Use hashing or a frequency array for drinks (n1,n2…)

Then count the frequency of all the drinks that can be supplied i.e.lets say

customer 1 =n1,n2,n3

customer 2 =n1,n4,n3

customer 3 =n1

Now frequency array will be 3 1 2 1 for all the drinks respectively. Now sort the frequency array and provide drinks to the customer in decreasing order of frequency. Continue this process till all the customers are satisfied.

So the time complexity will become O(c*n +nlogn).

So what would be the expected time complexity of Brute Force?

O(C*2^N).
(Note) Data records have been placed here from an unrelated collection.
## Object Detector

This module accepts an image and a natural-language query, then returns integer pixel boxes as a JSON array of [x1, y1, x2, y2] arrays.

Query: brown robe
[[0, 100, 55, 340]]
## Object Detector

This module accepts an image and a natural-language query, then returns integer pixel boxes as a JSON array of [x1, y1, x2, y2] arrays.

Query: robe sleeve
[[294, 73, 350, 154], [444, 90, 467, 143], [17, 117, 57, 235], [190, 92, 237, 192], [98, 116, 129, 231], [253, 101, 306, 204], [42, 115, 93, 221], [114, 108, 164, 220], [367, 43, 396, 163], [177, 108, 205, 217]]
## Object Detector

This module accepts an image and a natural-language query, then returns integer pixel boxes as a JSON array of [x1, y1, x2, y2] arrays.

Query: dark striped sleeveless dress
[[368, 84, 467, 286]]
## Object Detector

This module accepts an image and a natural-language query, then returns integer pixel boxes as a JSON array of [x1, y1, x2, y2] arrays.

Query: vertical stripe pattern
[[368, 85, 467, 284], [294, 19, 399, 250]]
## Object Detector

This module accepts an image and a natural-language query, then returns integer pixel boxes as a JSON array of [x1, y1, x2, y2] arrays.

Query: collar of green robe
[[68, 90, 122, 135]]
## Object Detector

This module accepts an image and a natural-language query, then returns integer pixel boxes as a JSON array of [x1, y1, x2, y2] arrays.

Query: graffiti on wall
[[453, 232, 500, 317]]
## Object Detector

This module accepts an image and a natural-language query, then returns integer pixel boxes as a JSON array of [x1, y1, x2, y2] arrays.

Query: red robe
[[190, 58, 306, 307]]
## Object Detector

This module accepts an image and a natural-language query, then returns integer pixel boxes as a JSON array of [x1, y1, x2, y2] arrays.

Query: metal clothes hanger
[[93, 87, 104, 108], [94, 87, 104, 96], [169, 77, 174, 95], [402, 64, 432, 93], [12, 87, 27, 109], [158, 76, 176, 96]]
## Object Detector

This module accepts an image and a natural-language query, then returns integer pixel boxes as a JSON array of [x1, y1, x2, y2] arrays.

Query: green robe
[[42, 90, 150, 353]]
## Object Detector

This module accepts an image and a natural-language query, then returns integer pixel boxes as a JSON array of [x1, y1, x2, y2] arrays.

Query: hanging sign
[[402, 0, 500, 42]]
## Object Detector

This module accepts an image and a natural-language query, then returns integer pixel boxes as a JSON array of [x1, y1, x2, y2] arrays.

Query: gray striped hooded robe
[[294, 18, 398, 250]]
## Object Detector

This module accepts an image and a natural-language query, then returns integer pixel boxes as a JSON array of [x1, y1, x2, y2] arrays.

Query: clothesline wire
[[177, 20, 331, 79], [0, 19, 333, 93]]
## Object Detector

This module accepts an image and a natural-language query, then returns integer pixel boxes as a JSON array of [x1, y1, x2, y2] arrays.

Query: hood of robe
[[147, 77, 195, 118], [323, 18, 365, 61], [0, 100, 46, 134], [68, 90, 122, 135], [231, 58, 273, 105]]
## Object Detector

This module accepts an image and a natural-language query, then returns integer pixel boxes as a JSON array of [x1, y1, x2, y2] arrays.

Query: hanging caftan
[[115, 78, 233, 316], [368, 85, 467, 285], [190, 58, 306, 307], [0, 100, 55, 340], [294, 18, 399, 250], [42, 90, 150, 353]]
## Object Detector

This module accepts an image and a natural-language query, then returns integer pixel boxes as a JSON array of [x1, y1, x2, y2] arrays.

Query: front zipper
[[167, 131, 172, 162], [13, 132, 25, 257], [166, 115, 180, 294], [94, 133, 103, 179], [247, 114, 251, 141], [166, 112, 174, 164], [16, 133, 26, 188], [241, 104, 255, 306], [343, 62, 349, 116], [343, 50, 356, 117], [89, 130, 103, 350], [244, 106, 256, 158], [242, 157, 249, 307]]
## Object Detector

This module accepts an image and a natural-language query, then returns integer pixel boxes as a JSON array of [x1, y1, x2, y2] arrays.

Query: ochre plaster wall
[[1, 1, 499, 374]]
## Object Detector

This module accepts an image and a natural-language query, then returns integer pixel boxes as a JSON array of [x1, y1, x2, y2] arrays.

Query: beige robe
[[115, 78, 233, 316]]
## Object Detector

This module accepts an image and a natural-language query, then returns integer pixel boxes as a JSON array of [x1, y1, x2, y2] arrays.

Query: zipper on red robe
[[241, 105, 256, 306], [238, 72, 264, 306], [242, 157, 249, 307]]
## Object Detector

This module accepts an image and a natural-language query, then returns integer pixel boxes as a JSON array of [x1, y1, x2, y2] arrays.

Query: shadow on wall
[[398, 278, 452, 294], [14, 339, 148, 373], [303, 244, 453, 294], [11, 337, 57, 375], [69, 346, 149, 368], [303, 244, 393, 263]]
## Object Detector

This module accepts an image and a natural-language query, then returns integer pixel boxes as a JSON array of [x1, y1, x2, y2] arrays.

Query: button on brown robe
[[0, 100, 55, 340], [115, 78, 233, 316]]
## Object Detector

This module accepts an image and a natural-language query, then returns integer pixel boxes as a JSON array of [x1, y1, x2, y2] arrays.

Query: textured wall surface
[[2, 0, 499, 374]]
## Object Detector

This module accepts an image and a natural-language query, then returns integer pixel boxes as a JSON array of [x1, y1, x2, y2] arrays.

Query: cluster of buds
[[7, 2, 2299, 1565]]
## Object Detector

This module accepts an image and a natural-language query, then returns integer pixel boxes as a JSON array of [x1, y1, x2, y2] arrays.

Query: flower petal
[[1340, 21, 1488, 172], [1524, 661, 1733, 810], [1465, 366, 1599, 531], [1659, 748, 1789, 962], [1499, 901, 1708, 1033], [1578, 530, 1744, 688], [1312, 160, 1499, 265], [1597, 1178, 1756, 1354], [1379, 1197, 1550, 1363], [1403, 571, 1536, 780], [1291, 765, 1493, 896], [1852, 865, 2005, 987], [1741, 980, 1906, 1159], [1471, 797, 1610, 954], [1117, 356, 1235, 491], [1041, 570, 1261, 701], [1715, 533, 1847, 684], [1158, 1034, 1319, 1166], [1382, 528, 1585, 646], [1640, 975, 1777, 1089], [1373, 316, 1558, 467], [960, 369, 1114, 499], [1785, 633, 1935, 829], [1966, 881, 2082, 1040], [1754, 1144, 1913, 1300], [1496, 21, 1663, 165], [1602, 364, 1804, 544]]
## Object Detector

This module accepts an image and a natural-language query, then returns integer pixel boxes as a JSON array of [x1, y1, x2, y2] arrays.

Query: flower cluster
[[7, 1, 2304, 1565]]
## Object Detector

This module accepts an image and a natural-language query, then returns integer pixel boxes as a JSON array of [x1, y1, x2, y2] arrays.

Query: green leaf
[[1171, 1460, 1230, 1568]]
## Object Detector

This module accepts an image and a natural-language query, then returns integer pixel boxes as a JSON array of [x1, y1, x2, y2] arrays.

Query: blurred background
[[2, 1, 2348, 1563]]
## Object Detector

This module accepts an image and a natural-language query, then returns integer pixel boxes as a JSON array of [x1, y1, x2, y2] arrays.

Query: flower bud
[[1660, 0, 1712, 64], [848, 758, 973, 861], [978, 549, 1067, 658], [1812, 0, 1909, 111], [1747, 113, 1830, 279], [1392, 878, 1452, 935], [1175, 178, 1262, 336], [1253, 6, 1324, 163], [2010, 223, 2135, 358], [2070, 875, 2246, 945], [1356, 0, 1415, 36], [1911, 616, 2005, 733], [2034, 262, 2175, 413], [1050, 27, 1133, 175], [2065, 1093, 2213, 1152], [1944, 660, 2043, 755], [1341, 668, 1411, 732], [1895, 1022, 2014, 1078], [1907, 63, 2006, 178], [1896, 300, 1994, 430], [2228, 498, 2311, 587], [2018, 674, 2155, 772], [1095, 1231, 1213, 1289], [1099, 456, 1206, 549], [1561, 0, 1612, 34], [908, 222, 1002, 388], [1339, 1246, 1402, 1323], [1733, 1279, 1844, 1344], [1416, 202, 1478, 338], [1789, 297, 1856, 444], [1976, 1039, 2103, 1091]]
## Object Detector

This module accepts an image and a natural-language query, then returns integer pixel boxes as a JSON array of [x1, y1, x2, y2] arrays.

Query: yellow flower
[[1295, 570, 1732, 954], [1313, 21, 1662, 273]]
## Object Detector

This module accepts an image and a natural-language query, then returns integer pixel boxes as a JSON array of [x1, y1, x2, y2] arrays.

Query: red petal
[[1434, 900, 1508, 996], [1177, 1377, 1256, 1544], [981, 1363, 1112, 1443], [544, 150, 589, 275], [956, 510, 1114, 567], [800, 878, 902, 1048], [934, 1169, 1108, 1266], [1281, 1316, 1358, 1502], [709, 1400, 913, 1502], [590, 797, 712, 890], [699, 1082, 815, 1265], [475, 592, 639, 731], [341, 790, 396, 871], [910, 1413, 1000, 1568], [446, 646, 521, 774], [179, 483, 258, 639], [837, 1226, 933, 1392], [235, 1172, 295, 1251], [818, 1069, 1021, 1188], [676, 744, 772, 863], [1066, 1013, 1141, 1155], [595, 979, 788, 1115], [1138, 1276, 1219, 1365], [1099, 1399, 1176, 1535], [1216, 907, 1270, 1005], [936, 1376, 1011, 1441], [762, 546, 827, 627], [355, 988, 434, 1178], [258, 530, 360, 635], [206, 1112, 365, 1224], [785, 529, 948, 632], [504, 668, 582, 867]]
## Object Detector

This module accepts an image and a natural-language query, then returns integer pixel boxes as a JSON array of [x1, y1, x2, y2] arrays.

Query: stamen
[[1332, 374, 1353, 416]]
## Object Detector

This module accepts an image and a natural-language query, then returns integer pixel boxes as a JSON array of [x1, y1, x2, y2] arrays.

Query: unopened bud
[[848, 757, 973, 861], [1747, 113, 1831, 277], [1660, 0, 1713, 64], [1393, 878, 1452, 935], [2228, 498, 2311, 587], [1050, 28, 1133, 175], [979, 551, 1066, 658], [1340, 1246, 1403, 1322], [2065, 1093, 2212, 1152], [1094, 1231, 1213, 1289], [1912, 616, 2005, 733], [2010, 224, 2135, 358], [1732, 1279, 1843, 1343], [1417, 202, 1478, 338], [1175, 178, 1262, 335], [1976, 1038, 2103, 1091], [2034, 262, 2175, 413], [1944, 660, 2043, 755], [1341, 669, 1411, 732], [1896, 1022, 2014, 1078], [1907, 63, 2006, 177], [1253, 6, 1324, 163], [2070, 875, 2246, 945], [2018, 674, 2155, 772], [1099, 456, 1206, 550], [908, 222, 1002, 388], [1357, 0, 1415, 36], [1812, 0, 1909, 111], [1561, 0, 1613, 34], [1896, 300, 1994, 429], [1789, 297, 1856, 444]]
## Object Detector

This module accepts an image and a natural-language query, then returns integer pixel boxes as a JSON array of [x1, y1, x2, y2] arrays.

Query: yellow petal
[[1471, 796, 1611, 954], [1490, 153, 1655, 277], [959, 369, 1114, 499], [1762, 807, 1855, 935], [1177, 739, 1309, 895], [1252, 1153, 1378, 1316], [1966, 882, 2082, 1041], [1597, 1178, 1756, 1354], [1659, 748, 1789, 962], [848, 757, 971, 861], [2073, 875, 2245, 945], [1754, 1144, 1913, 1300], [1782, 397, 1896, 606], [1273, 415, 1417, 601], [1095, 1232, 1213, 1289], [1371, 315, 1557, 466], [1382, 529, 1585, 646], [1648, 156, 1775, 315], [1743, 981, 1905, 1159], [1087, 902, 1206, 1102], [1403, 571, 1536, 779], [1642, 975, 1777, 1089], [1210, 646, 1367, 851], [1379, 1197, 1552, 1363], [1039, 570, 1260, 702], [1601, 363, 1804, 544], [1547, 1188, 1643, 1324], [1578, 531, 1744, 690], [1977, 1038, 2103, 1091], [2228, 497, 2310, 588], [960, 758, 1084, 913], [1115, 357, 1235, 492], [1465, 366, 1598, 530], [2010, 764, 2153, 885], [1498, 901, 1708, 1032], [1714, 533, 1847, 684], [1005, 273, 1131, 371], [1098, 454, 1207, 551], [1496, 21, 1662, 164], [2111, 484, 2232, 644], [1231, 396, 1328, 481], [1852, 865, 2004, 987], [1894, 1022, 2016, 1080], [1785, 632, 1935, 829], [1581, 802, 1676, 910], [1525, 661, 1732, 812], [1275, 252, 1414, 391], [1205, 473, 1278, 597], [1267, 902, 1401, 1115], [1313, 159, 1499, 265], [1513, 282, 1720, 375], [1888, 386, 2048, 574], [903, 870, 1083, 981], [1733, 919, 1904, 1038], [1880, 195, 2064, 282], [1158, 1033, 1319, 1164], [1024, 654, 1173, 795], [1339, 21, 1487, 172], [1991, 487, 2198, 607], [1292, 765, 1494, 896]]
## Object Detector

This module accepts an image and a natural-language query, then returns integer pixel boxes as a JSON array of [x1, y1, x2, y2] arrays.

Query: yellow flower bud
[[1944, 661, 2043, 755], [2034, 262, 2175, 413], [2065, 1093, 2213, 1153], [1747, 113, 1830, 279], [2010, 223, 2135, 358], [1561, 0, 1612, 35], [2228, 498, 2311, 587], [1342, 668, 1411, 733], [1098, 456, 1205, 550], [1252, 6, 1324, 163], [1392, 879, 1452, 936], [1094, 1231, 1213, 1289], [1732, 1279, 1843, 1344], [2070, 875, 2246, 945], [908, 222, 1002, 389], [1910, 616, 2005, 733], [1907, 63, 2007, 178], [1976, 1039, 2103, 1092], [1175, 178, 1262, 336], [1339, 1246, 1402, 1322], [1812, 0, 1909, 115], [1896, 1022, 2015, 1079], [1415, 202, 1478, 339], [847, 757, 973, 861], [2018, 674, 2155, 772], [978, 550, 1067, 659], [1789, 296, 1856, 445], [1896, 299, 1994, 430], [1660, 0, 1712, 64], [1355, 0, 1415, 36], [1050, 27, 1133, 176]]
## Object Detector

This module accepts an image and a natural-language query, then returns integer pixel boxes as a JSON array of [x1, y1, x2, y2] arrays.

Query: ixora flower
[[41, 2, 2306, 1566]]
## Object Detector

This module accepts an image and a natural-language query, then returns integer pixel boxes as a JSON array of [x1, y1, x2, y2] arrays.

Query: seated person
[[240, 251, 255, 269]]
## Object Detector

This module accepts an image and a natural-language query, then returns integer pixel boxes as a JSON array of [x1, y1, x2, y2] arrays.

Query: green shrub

The other solution has complexity O(N*2^C).

But in original question N and C was given to me as,

1 < N < 1000

1 < C < 10000

Take a look at this : https://en.wikipedia.org/wiki/Set_cover_problem , its easy to see that every instance of this problem can be reduced to Lazy Bartender. So, I don’t think there is a polynomial time solution.

I don’t think it can be solved.

Is that not possible to pick the bars greedy, I mean first sort all the cocktails in ascending order and then pick one by one?

What do you mean by ascending order ? ascending based on what ?

This has no guarantees on optimality. A simple counterexample, consider c1 = {n1,n2}, c2 = {n1,n2}, c3 = {n3}. Your algo serves using 3 when the optimal is 2. In this case there are duplicates, but it’s easy to construct harder cases.

Ohh yeah!!! You are right. But i got a slight correction. We would also have to reduce frequency of all the drinks of that customer whom we are supplying a drink.This complexity remains c*n(overall for all customers) .After that we have to sort it again. So at most we have to sort it c times. So net complexity is O(c*n +c*nlogn)=O(c*nlogn).

But i am not sure that it will run in the given time constraints. Please check!! But i think this will give an optimal solution. If anyone can improve this please comment!!!

c1 = {n1,n3}, c2 = {n1,n2}, c3 = {n1,n4}, c4 = {n4,n5}, c5 = {n3,n6}, c6 = {n2,n7}. The highest frequency doesn’t always give the best solution. In the worst case you would have to check every subsequence in your sorted frequency array.

As @hemanth_1 mentioned in the comments in to their answer, set cover is reducible to lazy bartender, and set cover is NP-hard. So unless P=NP there is no polynomial algorithm for this problem. So either P=NP or your algorithm does not give the optimal answer. It’s very much the latter.